Explore the Airspace app store and you’ll find more than 100 apps, with most supporting both OS X and Windows. They’re mostly touch- friendly games such as Cut the Rope, but you’ll also find a few educational and productivity apps in there. You can dissect a human skull in Cyber Science 3D, zoom around the planet in Google Earth and even take a guided tour of the solar system in Solar Walk. At first the Leap Motion seems to live up to all these amazing promises, letting you elegantly swish and wave at your Mac like Tom Cruise in Minority Report. But its limitations become clear as soon as you attempt anything requiring a high level of precision. The sensor is extremely sensitive to visible and infrared interference. It struggles under incandescent light bulbs and halogen downlights, although it copes better with fluorescent lights. Even sunlight coming in through a window can upset it. Unfortunately there’s nothing to warn you of these issues during the set-up process. Once up and running you might be told; “external infrared light detected, compensating” – but you’re not told how much this impacts on performance. It’s up to you to hit Google to decipher this message and decide what to do about it.

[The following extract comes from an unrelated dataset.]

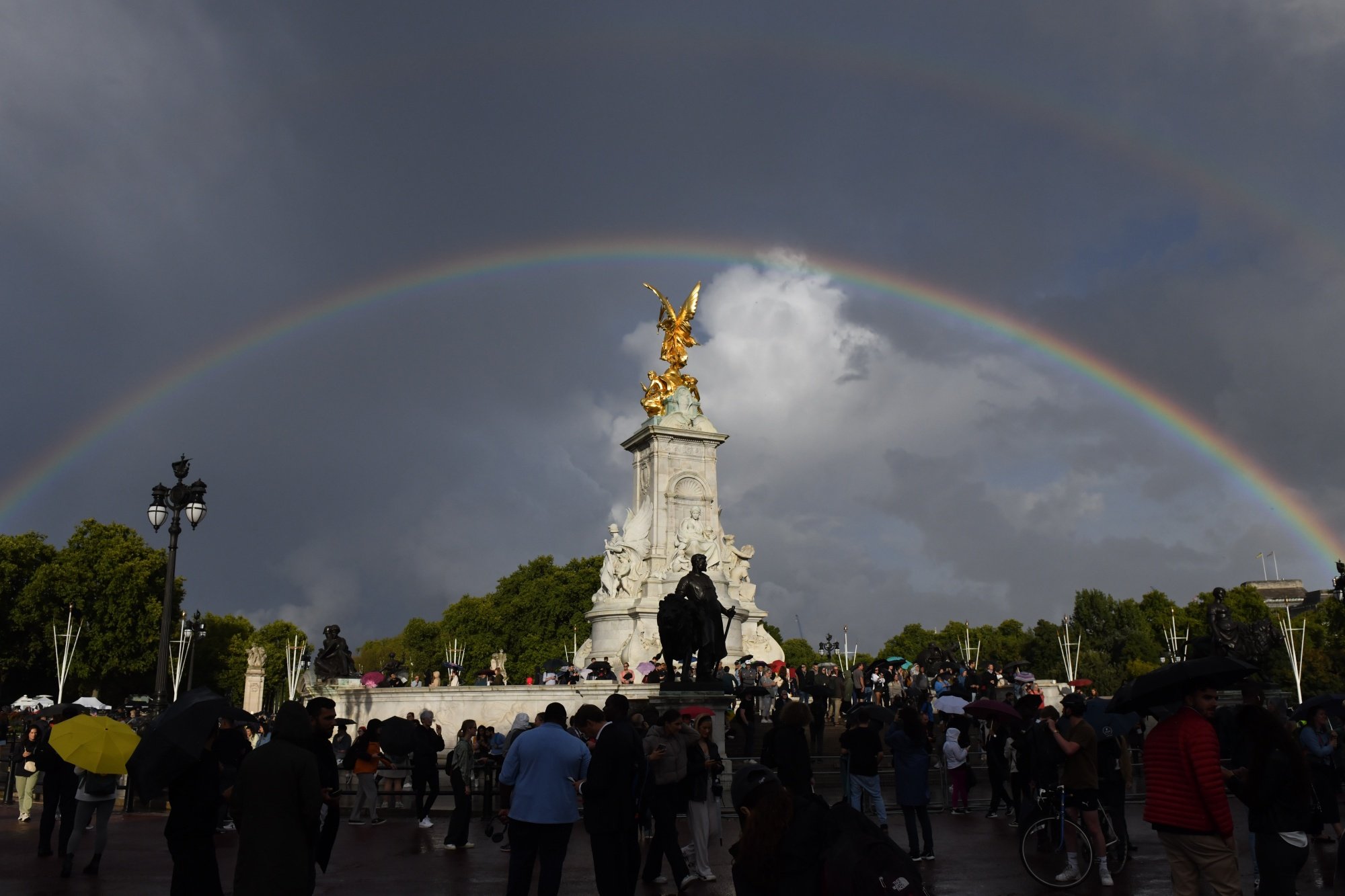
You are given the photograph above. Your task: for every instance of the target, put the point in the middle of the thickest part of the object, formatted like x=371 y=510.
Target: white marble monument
x=676 y=516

If lighting conditions aren’t perfect then the Leap Motion struggles with most tasks. Even a broad wave of your hand can be hit and miss. Considering how crucial lighting conditions are, it’s foolish not to bring them to your attention during the set-up process. Unfortunately even perfect lighting doesn’t solve all of the Leap Motion’s troubles. It’s still frustrating to use – especially if you’ve watched the slick demo on the Leap Motion website. If you’re looking for broad control of your Mac rather than just a specific app, it’s worth exploring the ‘Computer Controls’ section of the Airspace app store. You’ll also find browser plugins such as Leap Touch in the Chrome app store, which is designed for basic movements and copes a little better with poor lighting conditions. Bottom line.

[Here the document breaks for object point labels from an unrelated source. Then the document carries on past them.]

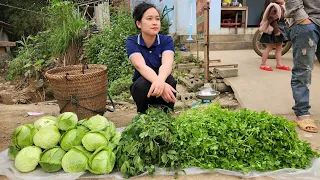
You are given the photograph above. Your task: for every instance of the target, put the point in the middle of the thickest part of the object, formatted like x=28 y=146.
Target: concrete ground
x=260 y=90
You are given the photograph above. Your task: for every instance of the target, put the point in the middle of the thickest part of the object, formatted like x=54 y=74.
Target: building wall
x=183 y=17
x=4 y=37
x=255 y=9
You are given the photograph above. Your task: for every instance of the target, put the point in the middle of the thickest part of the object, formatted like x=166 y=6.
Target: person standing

If you’re secretly jealous of Windows 8’s touch support, don’t view the Leap Motion as a substitute for a touchscreen monitor. It’s unlikely to let you control your Mac as elegantly as a maestro conducting an orchestra. The Leap Motion is an interesting concept but, to avoid disappointment, it’s better to view it as a glimpse of the future rather than the new cornerstone of your user interface.